Questions fréquentes sur le choix entre SAS, SARL ou auto-entreprise
Peut-on passer d’auto-entrepreneur à SAS ou SARL ?
Oui. Le passage d’une auto-entreprise vers une société est possible à tout moment. Il implique toutefois des formalités juridiques, fiscales et parfois sociales qu’il est préférable d’anticiper pour éviter une fiscalité défavorable.

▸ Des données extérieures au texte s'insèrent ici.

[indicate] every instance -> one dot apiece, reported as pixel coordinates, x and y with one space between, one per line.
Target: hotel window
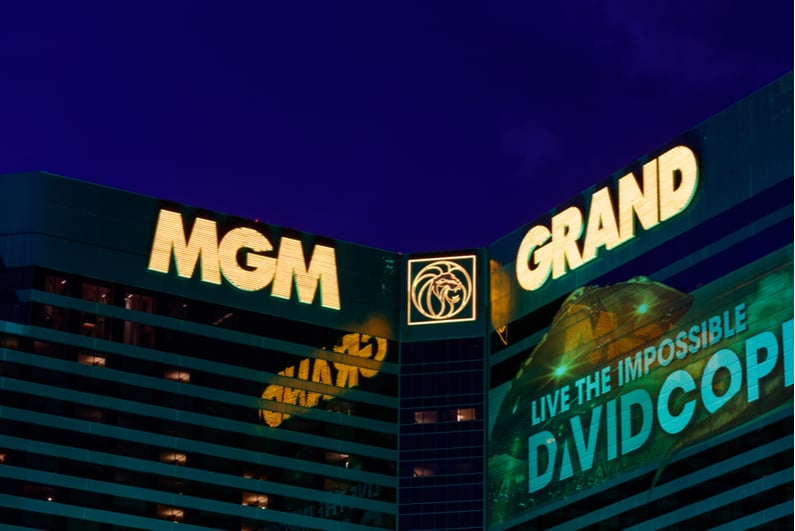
173 458
422 471
136 333
426 417
254 499
463 414
170 513
178 375
91 359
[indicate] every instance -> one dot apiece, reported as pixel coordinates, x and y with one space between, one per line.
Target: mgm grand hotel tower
624 361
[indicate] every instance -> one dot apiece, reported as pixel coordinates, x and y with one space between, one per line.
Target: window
426 417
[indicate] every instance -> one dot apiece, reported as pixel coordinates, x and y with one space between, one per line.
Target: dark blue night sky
409 126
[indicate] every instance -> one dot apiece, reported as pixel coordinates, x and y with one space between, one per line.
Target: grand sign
241 256
669 183
636 372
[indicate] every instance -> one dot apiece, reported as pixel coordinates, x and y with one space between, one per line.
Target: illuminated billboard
632 374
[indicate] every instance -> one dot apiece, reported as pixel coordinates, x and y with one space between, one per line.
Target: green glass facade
163 366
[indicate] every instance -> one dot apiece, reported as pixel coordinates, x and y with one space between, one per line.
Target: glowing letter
753 346
530 248
260 269
202 243
586 451
677 162
566 230
642 203
322 268
602 228
636 397
726 359
535 480
675 423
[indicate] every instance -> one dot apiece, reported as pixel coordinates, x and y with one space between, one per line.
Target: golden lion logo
441 290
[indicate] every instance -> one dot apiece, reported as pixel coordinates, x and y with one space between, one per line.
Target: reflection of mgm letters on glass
441 290
321 371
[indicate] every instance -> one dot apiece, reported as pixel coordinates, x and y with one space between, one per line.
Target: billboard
631 374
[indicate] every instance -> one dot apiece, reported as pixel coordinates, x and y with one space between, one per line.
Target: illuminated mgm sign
242 258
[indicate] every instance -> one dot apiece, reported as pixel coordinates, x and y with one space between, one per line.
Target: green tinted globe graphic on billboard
629 376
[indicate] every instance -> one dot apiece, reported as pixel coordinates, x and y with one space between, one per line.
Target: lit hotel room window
253 499
178 375
91 359
170 513
173 458
426 417
467 413
422 471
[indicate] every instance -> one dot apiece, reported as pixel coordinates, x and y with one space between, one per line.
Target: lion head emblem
441 290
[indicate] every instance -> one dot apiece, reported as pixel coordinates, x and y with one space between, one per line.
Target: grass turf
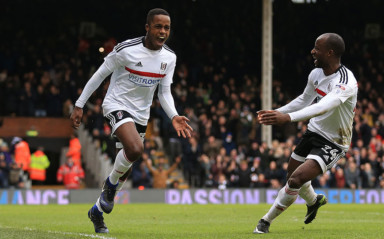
191 221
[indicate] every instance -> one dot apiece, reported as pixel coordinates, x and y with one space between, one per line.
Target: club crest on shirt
163 66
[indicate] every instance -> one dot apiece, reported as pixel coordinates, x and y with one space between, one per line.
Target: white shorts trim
114 128
319 160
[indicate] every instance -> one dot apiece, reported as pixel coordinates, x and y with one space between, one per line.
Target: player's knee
294 182
134 152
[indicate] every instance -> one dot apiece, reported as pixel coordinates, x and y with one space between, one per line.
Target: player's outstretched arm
181 126
273 117
76 116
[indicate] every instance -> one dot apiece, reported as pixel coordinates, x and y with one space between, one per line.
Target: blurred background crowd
48 55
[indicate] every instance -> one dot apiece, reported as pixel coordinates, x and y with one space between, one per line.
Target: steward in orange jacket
70 174
22 153
38 166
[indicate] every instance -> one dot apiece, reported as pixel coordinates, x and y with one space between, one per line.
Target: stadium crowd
219 94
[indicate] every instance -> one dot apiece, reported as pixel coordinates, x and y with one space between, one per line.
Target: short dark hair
336 43
154 12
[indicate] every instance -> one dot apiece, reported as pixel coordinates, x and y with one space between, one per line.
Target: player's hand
272 117
181 126
76 116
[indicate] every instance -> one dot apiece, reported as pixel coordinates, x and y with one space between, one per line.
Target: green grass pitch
191 221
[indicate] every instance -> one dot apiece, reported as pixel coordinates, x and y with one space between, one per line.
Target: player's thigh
128 136
293 164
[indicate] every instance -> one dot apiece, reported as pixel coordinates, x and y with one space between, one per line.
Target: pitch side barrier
186 196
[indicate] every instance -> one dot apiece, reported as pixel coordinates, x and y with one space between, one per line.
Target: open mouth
161 39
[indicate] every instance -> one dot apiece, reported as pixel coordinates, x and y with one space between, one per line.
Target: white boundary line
62 233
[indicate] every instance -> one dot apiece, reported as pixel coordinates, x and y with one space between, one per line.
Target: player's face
320 53
157 32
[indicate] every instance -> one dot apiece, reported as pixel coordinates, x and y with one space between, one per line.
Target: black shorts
117 118
315 146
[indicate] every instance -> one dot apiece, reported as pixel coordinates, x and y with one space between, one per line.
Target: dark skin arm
273 117
76 116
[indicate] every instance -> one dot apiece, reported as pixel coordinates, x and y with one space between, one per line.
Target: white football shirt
332 114
136 73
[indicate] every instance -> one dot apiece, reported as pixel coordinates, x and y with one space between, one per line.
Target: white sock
307 193
98 205
122 164
121 183
284 199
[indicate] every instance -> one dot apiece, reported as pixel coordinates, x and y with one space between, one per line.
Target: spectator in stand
74 150
70 174
5 150
191 166
4 171
16 176
212 147
22 153
160 174
38 166
368 176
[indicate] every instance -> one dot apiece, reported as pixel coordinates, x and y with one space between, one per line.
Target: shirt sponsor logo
163 66
143 81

SAS ou SARL quand on est seul ?
Si vous êtes seul(e), trois options s’offrent à vous : la micro-entreprise, l’EURL (forme unipersonnelle de la SARL) et la SASU (forme unipersonnelle de la SAS). La micro-entreprise convient pour un démarrage rapide avec peu de charges, mais reste limitée en termes de protection et d’évolution. L’EURL place le gérant unique sous le régime des travailleurs non salariés, avec des cotisations sociales généralement plus faibles. La SASU offre davantage de souplesse statutaire et une meilleure protection sociale (régime assimilé salarié), mais à un coût de cotisations plus élevé. Le bon choix dépend du niveau de revenus envisagé, de la stratégie de rémunération et des objectifs à moyen terme. Si vous envisagez à terme de vous associer, la SASU ou l’EURL offrent un cadre plus facile à faire évoluer vers une structure pluripersonnelle.
Quel statut protège le mieux le patrimoine personnel ?
Les sociétés (SAS, SARL) offrent en principe une responsabilité limitée aux apports. Toutefois, cette protection n’est pas absolue. Une mauvaise gestion ou des engagements personnels peuvent engager le dirigeant. L’auto-entreprise reste plus exposée, malgré la séparation des patrimoines.
Quel statut coûte le moins en charges sociales ?
Le régime des travailleurs non salariés en SARL est généralement moins coûteux que le régime assimilé salarié de la SAS. En revanche, la protection sociale est plus limitée. Le coût doit toujours être analysé en lien avec la rémunération réelle.
Faut-il un avocat pour choisir son statut juridique ?
Ce n’est pas une obligation légale, mais c’est fortement recommandé. Un choix mal adapté peut avoir des conséquences sur la survie et le développement de votre activité. L’accompagnement d’un avocat en droit des affaires permet d’anticiper les risques et d’adapter la structure à votre activité réelle.
Bien choisir son statut, c’est sécuriser son activité
Choisir entre SAS, SARL ou auto-entreprise entraîne des conséquences juridiques, fiscales et sociales concrètes.
Au départ, tout semble souvent fonctionner. Puis les premières questions arrivent : charges plus élevées que prévu, contrat mal cadré, évolution du projet plus complexe, ou risque juridique que l’on n’avait pas anticipé.
Un statut adapté apporte de la clarté et de la sérénité. Les règles sont posées, le cadre est sécurisé et les décisions deviennent plus simples à prendre à mesure que l’activité évolue. Le plus difficile n’est pas de créer une entreprise, mais de faire les bons choix juridiques au bon moment. C’est pour cela qu’Infolawyers a conçu le Bouclier 360, afin de sécuriser votre activité dans la durée, sans vous laisser avancer à l’aveugle.
N’oubliez pas : le bon statut pour votre entreprise n’est pas le plus simple. C’est celui qui protège réellement votre projet.